Conclusion: Opportunities and Challenges Ahead
Cryptocurrency has the potential to become a powerful tool for Pakistan to combat inflation and optimize cross-border payments. Moreover, the country’s young, digitally inclined population offers a natural advantage for the adoption of crypto and Web3 technologies. The establishment of the crypto council may accelerate this process through education and infrastructure development.
Notably, Changpeng Zhao mentioned that his Web3 education platform, Giggle Academy, could offer learning opportunities to out-of-school children in Pakistan. Furthermore, the formation of the Pakistan Crypto Council may drive local Web3 talent training through blockchain and crypto education programs, enhancing public awareness and acceptance, and potentially cultivating a new generation of digital economy professionals.
Additionally, CZ’s deep experience in navigating global regulatory challenges could help shape clearer policies for the PCC—one that balances risk management with foreign investment attraction. His involvement itself sends a strong signal to the global crypto community: Pakistan is actively embracing Web3 and digital finance, potentially drawing international capital and stimulating the growth of local Web3 startups.
Nevertheless, a large portion of Pakistan’s population resides in rural areas, where internet access and financial literacy remain low. An outdated power grid and frequent blackouts may also hinder broader crypto adoption.

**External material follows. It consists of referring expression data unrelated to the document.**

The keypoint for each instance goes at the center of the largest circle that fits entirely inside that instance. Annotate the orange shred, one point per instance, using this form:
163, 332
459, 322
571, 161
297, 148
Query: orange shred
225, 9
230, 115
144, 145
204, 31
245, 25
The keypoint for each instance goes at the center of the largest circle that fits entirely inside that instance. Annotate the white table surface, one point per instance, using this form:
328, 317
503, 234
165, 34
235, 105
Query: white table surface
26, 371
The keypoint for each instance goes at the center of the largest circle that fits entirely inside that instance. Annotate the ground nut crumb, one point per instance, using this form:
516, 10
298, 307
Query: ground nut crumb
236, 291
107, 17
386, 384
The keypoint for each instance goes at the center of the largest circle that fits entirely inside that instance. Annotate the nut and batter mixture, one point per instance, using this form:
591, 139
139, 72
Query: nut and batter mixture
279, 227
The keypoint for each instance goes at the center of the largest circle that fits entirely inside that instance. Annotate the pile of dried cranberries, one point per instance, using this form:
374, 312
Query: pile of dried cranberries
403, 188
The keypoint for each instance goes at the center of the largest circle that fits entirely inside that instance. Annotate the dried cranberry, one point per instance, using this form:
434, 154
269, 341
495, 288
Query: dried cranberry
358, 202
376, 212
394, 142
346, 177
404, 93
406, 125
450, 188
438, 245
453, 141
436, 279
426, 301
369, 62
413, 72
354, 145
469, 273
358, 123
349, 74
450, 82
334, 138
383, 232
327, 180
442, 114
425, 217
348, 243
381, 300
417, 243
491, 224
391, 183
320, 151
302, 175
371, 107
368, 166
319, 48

In summary, Pakistan stands at a pivotal moment in its crypto journey. Positive government signals suggest that an initial regulatory framework may be rolled out soon. If successful, this could unlock massive market potential, especially in remittances and financial inclusion. However, infrastructure upgrades and international compliance remain key hurdles. Moreover, if Pakistan successfully builds a compliant crypto ecosystem, it could influence policy directions in similar economies such as Bangladesh and Iran.